Less than two weeks ago we celebrated Easter again, rejoicing in the glorious resurrection of our Savior, Jesus. Jesus is God but came as a man into a world full of rules about not touching unclean things or people and he touched them all—he touched the sick, the unwashed, the outcast and even the dead. He allowed others to touch him because they believed in his power to heal with his touch. He approached the unapproachable and laid his hands on them.
These were not hesitant, fingertip touches. Jesus essentially leaped into the cesspool of evil, disease and guilt that is the world we live in, and he stayed immersed in that filth to take hold of us and lift us all out by his own suffering and death. He actually became untouchable in our place, and thereby purchased for us the great gift of forgiveness. Easter means that before God Jesus has made us pure, clean, and touchable.
And in a seriously miraculous turn of events, Jesus’ death and resurrection mean that our eternal well being is locked up—untouchable by any force of evil—as we trust in Him, the living Savior. These forces that we encounter and give in to every day may win many battles, but Jesus has won the war.
My cousin Becky once related a story from her travels to Africa that has stayed with me for over a decade. Her work often took her to places where there was a clear contrast between her very light skin and the very dark skin of the local people.
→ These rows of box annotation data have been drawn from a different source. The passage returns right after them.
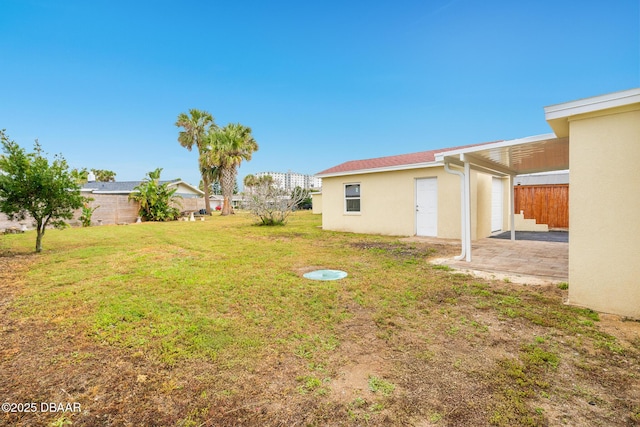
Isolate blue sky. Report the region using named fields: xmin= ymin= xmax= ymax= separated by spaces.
xmin=0 ymin=0 xmax=640 ymax=184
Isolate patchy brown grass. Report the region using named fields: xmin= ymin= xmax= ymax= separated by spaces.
xmin=0 ymin=217 xmax=640 ymax=426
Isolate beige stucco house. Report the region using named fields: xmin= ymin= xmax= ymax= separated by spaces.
xmin=314 ymin=145 xmax=509 ymax=239
xmin=317 ymin=89 xmax=640 ymax=318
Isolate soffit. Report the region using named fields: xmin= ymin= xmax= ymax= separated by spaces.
xmin=436 ymin=134 xmax=569 ymax=175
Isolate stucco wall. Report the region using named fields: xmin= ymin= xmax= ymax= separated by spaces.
xmin=569 ymin=104 xmax=640 ymax=318
xmin=311 ymin=193 xmax=322 ymax=215
xmin=322 ymin=166 xmax=508 ymax=239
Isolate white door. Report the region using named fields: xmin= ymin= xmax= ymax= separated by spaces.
xmin=491 ymin=178 xmax=504 ymax=232
xmin=416 ymin=178 xmax=438 ymax=237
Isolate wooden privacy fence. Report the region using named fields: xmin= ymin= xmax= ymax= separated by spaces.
xmin=514 ymin=184 xmax=569 ymax=228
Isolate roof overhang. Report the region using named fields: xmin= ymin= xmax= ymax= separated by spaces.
xmin=313 ymin=161 xmax=442 ymax=178
xmin=436 ymin=133 xmax=569 ymax=176
xmin=544 ymin=88 xmax=640 ymax=137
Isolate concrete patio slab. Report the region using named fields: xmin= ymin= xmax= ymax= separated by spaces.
xmin=406 ymin=237 xmax=569 ymax=284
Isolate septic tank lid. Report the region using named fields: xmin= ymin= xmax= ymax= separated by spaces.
xmin=303 ymin=270 xmax=347 ymax=280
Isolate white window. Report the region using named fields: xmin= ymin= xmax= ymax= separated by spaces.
xmin=344 ymin=184 xmax=360 ymax=212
She especially enjoyed being among the children, who (as I recall) would surround her and were fascinated by her lightness. In one instance, a young girl reached out and took her hand. Becky described it as a simple and powerful action, which we might do well to emulate—“If someone’s different, hold their hand.”
This is what Jesus did. How “different”—how untouchable—I was. Yet He took hold not only of my hand, but of my very self. How different—how untouchable—others can seem, but the eternal touch of Jesus also brings a different perspective. His grace and forgiveness allow me to see beyond my fear of people and situations I can’t control.
Each day I am reminded that Jesus has work for me to do that means I sometimes touch—literally and figuratively—untouchable people. Each day I pray that by the power of His Spirit it will be my instinct to hold the hands and touch the lives of people who seem different—perhaps an instinct as familiar as reaching out to kiss the forehead of my children, or a baby in Vietnam.